Rapid rise in ammonium concentration in the brain is the major pathogenic factor in hepatic encephalopathy that is manifested by state of confusion, forgetfulness and irritability, psychotic symptoms, delusions, lethargy, somnolence and, in the terminal stages, coma. Primary cultures of mouse astrocytes were used to investigate effects of chronic treatment (3 days) with ammonium chloride (ammonium) at 3 mM, this being a relevant concentration for hepatic encephalopathy condition, on metabotropic receptor agonist-induced increases in free cytosolic Ca(2+) concentration [(Ca(2+))i], measured with fura-2 based microfluorimetry and on store-operated Ca(2+) entry (SOCE) activated following treatment with the SERCA inhibitor thapsigargin.
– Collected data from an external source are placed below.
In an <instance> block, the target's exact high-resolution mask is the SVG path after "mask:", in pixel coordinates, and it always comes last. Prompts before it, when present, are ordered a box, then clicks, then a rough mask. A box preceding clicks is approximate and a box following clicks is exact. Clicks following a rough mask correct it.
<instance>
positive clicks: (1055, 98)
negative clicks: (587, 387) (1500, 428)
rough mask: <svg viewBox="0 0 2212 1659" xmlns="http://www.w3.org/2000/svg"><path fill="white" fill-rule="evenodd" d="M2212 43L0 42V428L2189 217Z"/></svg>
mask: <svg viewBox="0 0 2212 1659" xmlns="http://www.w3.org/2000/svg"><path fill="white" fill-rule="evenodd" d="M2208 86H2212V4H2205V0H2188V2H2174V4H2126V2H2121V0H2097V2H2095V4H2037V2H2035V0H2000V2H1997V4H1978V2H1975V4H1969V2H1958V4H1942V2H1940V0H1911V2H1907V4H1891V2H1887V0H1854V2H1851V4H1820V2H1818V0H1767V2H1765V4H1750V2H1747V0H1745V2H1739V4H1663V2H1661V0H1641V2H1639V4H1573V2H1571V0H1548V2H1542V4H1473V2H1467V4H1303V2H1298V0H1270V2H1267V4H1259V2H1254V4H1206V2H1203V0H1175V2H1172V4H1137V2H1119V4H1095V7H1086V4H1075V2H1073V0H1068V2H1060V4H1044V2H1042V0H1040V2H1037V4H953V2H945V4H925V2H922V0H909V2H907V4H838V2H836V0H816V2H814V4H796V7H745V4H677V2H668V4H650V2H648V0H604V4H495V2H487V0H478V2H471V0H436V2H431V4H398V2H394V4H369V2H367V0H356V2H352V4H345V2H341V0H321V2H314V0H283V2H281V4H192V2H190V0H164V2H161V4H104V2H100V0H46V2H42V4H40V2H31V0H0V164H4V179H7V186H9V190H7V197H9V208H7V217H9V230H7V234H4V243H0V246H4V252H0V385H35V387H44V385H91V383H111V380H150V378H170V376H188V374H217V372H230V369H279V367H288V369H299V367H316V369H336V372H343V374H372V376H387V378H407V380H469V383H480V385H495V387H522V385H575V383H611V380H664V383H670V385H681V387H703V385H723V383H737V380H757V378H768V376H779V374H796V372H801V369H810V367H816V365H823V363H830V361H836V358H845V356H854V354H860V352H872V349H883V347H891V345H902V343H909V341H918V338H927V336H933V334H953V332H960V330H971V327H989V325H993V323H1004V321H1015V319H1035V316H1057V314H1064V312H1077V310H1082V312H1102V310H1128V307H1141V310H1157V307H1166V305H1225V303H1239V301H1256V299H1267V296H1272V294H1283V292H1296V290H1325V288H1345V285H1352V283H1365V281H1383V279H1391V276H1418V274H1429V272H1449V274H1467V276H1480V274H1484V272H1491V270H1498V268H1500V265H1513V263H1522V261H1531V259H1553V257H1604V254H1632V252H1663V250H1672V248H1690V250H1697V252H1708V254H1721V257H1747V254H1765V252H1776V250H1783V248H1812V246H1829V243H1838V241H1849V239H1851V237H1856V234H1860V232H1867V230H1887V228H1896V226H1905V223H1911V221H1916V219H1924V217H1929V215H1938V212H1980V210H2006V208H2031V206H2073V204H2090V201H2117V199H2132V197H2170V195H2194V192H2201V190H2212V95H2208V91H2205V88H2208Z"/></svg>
The agonists used were the β-adrenergic agonist isoproterenol, the α2-adrenergic agonist dexmedetomidine, the InsP3 receptor (InsP3R) agonist adenophostin A and ryanodine receptor agonist 4-Chloro-m-cresol (4-CMC). Agonist-induced [Ca(2+)]i responses were significantly increased in astrocytes chronically exposed to ammonium. Similarly, the SOCE, meditated by the transient receptor potential channel 1 (TRPC1), was significantly augmented. The ammonium-induced increase in SOCE was a result of an up-regulation of mRNA and protein expression of TRPC1 in astrocytes. Increase in TRPC1 expression and in SOCE were both prevented by ouabain antagonist canrenone. Similar up-regulation of TRPC1 gene expression was found in the brain of adult mice subjected to intraperitoneal injection of urease for 3 days. In transgenic mice tagged with an astrocyte-specific or a neurone-specific markers and treated with intraperitoneal injections of urease for 3 days, the fluorescence-activated cell sorting of neurones and astrocytes demonstrated that TRPC1 mRNA expression was up-regulated in astrocytes, but not in neurones.